Oil futures fluctuated Tuesday as fresh fighting erupted in Libya's capital, underscoring the uncertainty over how quickly the rebels can secure peace and restart the country's oil production.

"Guys are still trying to figure out what to make of this whole market," said Peter Donovan, vice president at oil options brokerage Vantage Trading. "With these Libyan barrels--are they coming on? Are they not coming on?"

Brent crude, the European benchmark that has been more sensitive to headlines out of Libya, traded as high as $109.25 a barrel in early London trading, before pulling back as the U.S. session kicked off. The front-month October contract recently traded down 43 cents, or 0.4%, to $107.93 a barrel.

Light, sweet crude for October delivery on the New York Mercantile Exchange was recently down 12 cents, or 0.1%, at $84.30 a barrel.

Heavy fighting was reported on the streets of Tripoli on Tuesday, a day after the rebels entered the capital with surprising ease. Uncertainty over the rebels' grip on the city was further highlighted by the sudden appearance of Col. Moammar Gadhafi's son, who was thought to have been arrested and who described Gadhafi as "safe and in Tripoli."

Uncertainty persists over how quickly the country--which exported 1.3 million barrels a day of oil before the conflict began--can resume pumping oil. The state of the country's oil infrastructure remains unknown after six months of fighting, and many oil producers that used to operate in Libya said they have no timetable to resume operations.

Still, some analysts say the cash-starved rebels are likely to move swiftly to resume oil exports--assuming they can establish control over the country.

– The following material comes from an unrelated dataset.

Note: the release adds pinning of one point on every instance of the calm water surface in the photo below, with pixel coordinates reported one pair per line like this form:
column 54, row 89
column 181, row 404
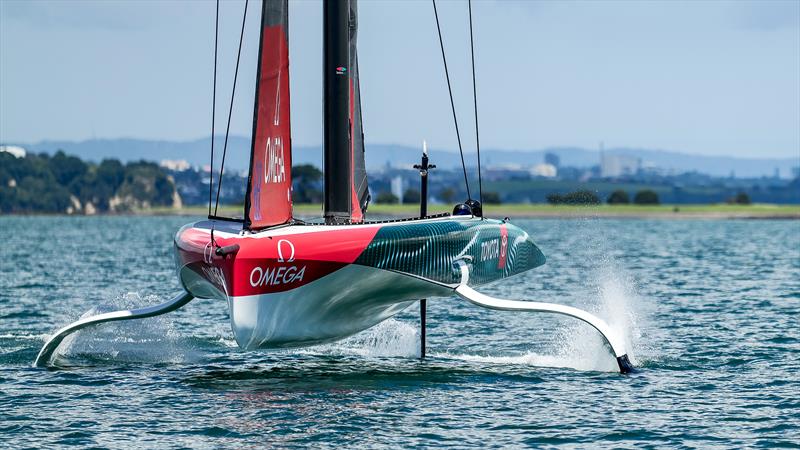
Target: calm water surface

"Chances are, they will want cash or gold," said Peter Beutel, head of the trade advisory firm Cameron Hanover, of the rebels. "In order for this new democracy to attract enough support, it will need to get oil flowing right away."

Some companies have also said oil could start flowing again soon. Eni SpA, Italy's largest oil company, has sent a technical team to assist in the resumption of operations in Libya, a spokesman for Italy's Foreign Affairs Ministry said Monday.

"I think you'll see other companies do the same," said Tom Bentz, a director at BNP Paribas Commodity Futures, adding that "you'll see Libyan crude back on the market sooner rather than later."

Later in the week, oil market participants are likely to shift their focus back to the U.S., where Federal Reserve Chairman Ben Bernanke is due to give his annual speech at a meeting of central bankers and economists in Jackson Hole, Wyo., Friday.

Some investors believe Bernanke could suggest additional monetary stimulus measures are on the way. Such moves would mean a weaker dollar and stronger prices for crude, which tend to rise when the dollar weakens as the commodity becomes cheaper for foreign-currency holders.

The dollar gave back some ground Tuesday, with the ICE Dollar Index falling 0.4% to 73.870 recently.

Front-month September reformulated gasoline blendstock, or RBOB, recently traded down 0.88 cent, or 0.3%, to $2.8263 a gallon. September heating oil traded down 0.61 cent, or 0.2%, to $2.9046 a gallon.